While mid-century pop artists such as Warhol would often photograph their flowers to create a silk screen with vibrant colors, Smith paints each flower by hand and then creates a matching stencil from rigid metal screen to layer her own version of “Benday” dots, creating the effect of 1950s and 1960s pulp comics. Although created and applied by hand, the shading on each flower brings to mind a line-cut for letterpress printing, with the areas of halftone dot overlay providing tonal shading and a dimensional effect as if from a printing plate.

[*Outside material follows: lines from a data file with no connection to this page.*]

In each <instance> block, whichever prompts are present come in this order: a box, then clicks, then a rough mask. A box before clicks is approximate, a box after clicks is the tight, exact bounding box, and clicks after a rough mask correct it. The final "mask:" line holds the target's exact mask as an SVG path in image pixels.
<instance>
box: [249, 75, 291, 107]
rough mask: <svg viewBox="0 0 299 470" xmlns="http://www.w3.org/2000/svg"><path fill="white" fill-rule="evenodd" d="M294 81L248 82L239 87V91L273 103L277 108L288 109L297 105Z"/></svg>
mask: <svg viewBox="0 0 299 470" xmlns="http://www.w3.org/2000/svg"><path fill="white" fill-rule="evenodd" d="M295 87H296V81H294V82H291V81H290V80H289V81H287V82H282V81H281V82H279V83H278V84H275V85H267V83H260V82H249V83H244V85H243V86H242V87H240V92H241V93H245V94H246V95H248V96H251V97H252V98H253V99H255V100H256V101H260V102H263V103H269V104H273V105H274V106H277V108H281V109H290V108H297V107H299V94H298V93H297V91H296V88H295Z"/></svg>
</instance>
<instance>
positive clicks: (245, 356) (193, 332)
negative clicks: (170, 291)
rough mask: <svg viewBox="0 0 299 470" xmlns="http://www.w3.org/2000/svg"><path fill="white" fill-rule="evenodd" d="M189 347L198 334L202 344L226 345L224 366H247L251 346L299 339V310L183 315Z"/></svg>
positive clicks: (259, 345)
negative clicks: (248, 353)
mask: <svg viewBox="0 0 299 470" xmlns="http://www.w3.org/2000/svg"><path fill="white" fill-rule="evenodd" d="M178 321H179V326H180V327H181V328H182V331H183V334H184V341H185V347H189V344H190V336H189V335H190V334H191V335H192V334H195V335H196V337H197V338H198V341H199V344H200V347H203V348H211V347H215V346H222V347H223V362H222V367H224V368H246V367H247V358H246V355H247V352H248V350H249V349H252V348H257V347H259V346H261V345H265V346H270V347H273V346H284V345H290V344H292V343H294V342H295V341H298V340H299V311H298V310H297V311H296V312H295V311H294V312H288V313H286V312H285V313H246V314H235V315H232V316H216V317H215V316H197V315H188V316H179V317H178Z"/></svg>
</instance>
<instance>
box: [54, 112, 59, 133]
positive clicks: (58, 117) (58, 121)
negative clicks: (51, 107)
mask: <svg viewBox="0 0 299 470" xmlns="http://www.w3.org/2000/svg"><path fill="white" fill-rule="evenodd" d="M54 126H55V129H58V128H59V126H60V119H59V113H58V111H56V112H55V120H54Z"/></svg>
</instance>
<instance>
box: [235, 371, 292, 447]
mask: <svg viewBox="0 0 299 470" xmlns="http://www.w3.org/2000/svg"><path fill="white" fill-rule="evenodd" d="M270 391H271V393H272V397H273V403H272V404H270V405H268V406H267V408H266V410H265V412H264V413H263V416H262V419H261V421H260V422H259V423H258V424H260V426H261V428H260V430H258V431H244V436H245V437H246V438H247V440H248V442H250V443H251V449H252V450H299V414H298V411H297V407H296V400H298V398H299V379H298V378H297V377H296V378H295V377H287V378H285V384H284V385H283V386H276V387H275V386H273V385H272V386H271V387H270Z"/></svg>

Bringing the still life paintings of the Old Masters firmly into the 21st-century, Smith carefully constructs her own abstract version of flowers, a skull, a window and other common objects. Chemical and mechanical detail also at times adds a layer of composition and nods to the meaning in relationship between the subjects on a blended micro and macro level. These assemblages may seem radically different from the familiar still life, but both draw their inspiration from Old Master subjects, and both are visual deceptions that reveal themselves only if the viewer takes the time to stop and look.